Supreme Court Will Have to Determine if Religious Freedom Means the Freedom to Impose Your Religion on Others

Apparently That is What Conservatives Believe is Freedom of Religion

The provision of the ACA that went into effect on January 1st provide that health insurance must provide for family planning, including birth control.  Some deeply and sincerely people believe that birth control is a sin, that it is immoral, that it is against God’s law.  They have the absolute right to believe this and no one should ever deny them that right.

But some who believe this want to impose that belief on the rest of the population, and are fighting the mandate that health insurance should provide family planning services for those who do not believe in the same religion as themselves.  And Justice Sotomayer has issued a temporary injunction against the government and the ACA.  The government is arguing this way.

The government asked Justice Sonia Sotomayor to lift the temporary injunction she issued New Year’s Eve for the Little Sisters of the Poor, a Colorado nonprofit organization that provides services to the elderly.
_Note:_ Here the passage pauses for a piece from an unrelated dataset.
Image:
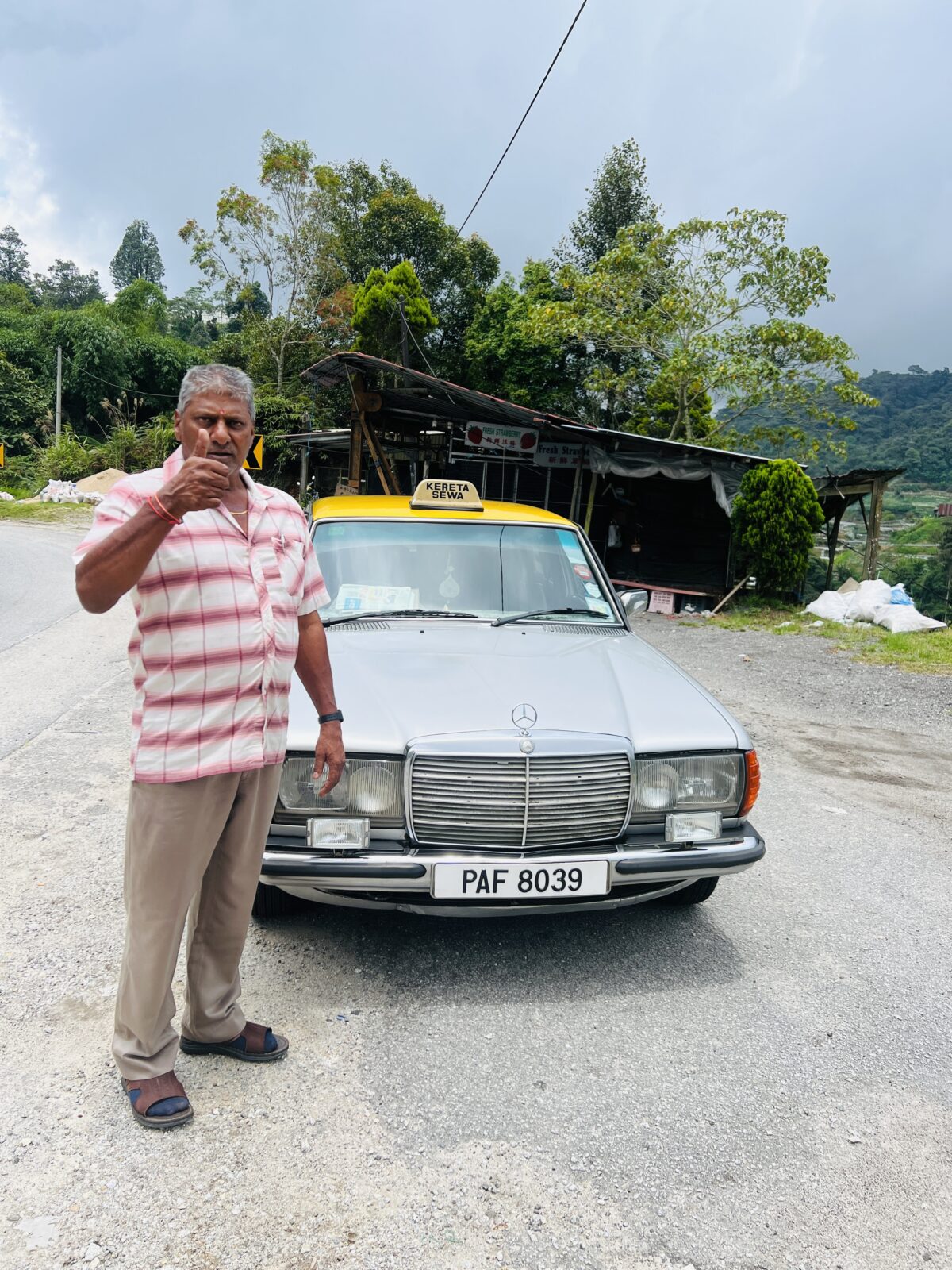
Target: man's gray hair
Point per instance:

The Affordable Care Act, new provisions of which went into effect Jan. 1, requires employers who provide insurance coverage to include no-cost FDA-approved contraceptive services as preventive care.

And the government’s logic is clear cut and almost irrefutable.

But nonprofit organizations such as the nuns’ may opt out of the requirement simply by certifying that they have religious objections, Solicitor General Donald B. Verrilli Jr. wrote in a response to Sotomayor filed Friday morning.

“With the stroke of their own pen, applicants can secure for themselves the relief they seek from this court — an exemption from the requirements of the contraceptive-coverage provision,” Verrilli wrote.

So what’s the problem.  Well it is this.  Organizations which believe contraception is wrong want to not only be free to refrain must using it themselves, they want to do as much as possible to deny family planning to those who do not believe the way they do.

Religiously oriented nonprofit organizations around the country have objected to the requirement and said it violates protections granted by the Religious Freedom Restoration Act.

They contend that if they sign the self-certification letters, that makes them complicit in the government’s plan to provide contraceptive services, because the law provides that third-party insurers still provide the coverage.

Mark L. Rienzi, a Catholic University law professor representing the nuns, said the government is “simply blind to the religious exercise at issue: the Little Sisters and other applicants cannot execute the form because they cannot deputize a third party to sin on their behalf.”

This of course is theocracy at its worse.  It is against one of the basic principles upon which the nation was founded.  And if allowed to stand, if one religious group can impose, even in a small way, its beliefs on those who do not support that religion or adhere to those beliefs, potentially the beginning of the end of religious freedom in the United will have started.  Yes, that is what is at stake.

If an individual believes that contraception is a sin, they are free to not engage in any contraception practices.  They are not free to impose that practice on others, at least not in a nation that calls itself a bastion and beacon of freedom. 

No everybody, if you take a birth control pill, if you have a vasectomy you will not burn in the hottest regions of hell.  You are merely exercising your basic rights, the same rights that those who decide not to use contraception are exercising.  The nation can and should accommodate the religious beliefs of everyone, but it cannot accommodate those beliefs by denying the beliefs of others.